Thursday, February 1, 2018
Data Is Building to Show That Charters Are Making North Carolina Schools More Segregated and More Unequal
Helen Ladd has followed her poignant charter school segregation study with a new one on the financial impacts of charters on the public school system. Two years ago, she, Charles Clotfelter, and John Holbein released Growing Segmentation of the Charter School Sector in North Carolina. They found that the state's charter schools were becoming increasingly white, while its charters were becoming increasing populated by students of color. It was probably the most precise and impactful study on the topic of charter school segregation to date.
I separately theorized that this particular demographic trend was occurring in North Carolina as a response to relatively high levels of integration in the public schools. In other states, the typical charge is that charters are predominantly minority and more segregated than the traditional public schools. While far from perfect, North Carolina's traditional public schools have tended to be some of the most integrated in the nation. This is partly attributable to the fact that there are 100 counties in the state and only 102 or 103 school districts. So those who object to integration cannot simply flee to a suburban district--at least not easily.

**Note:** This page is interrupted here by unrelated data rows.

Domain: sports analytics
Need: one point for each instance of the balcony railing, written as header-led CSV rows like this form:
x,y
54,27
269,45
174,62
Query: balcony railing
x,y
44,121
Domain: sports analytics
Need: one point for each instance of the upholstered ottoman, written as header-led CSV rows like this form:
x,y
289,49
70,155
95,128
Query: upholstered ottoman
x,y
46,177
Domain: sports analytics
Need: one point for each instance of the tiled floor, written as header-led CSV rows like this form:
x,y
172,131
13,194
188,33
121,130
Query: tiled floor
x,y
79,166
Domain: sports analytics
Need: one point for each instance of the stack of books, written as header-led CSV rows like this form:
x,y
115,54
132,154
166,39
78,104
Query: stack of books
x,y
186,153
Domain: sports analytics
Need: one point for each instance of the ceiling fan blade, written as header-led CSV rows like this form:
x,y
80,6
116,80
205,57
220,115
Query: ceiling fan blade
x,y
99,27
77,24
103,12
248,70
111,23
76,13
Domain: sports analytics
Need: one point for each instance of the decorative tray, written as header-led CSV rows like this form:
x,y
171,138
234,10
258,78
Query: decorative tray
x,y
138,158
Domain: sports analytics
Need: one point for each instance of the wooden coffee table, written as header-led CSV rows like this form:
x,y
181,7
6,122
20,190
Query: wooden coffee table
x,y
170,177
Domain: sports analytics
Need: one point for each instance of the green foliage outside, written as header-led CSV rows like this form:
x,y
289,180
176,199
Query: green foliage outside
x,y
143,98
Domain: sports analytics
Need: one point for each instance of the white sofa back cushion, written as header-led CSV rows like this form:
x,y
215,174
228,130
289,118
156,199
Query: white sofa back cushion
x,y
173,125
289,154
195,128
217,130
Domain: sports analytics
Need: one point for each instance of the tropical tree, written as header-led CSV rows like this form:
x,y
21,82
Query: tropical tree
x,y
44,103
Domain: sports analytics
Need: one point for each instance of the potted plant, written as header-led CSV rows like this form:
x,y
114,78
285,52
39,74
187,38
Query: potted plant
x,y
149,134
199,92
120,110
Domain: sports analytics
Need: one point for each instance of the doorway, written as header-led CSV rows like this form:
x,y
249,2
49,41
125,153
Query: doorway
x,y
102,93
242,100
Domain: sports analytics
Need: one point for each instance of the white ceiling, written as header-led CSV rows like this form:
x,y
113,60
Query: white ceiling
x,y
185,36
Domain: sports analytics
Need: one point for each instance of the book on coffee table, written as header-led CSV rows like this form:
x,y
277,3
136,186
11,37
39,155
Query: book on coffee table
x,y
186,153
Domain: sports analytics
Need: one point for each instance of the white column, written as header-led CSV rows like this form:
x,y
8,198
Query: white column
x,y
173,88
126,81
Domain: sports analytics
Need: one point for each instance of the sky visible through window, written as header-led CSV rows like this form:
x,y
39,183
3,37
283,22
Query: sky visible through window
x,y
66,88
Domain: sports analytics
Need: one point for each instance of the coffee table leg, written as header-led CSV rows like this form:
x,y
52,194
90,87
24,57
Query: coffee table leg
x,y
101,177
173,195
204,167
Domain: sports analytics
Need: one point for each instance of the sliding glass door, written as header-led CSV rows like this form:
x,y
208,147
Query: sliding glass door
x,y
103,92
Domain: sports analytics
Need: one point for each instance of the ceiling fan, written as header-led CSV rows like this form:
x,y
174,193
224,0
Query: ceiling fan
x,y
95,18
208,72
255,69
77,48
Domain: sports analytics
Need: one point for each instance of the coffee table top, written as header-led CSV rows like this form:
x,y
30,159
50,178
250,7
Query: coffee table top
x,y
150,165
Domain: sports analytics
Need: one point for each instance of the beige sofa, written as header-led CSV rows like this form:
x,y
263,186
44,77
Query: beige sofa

Charters schools potentially change that in North Carolina. The so-to-speak dissenters can simply enroll in a local charter now. This is not to say that all North Carolina charters play this role, but Ladd's work suggests that many do.
Her new study suggests that not only are these charters segregating education, they are draining funds from the regular public schools. Her abstract states:
A significant criticism of the charter school movement is that funding for charter schools diverts money away from traditional public schools. As shown in prior work by Bifulco and Reback (2014) for two urban districts in New York, the magnitude of such adverse fiscal externalities depends in part on the nature of state and local funding policies. In this paper, we build on their approach to examine the fiscal effects of charter schools on both urban and non-urban school districts in North Carolina. We base our analysis on detailed balance sheet information for a sample of school districts that experienced significant charter entry since the statewide cap on charters was raised in 2011. This detailed budgetary information permits us to estimate a range of fiscal impacts using a variety of different assumptions. We find a large and negative fiscal impact from $500-$700 per pupil in our one urban school district and somewhat smaller, but still significant, fiscal externalities on the non-urban districts in our sample.
This study only adds fuel to theory I offer in Preferencing Choice: The Constitutional Limits.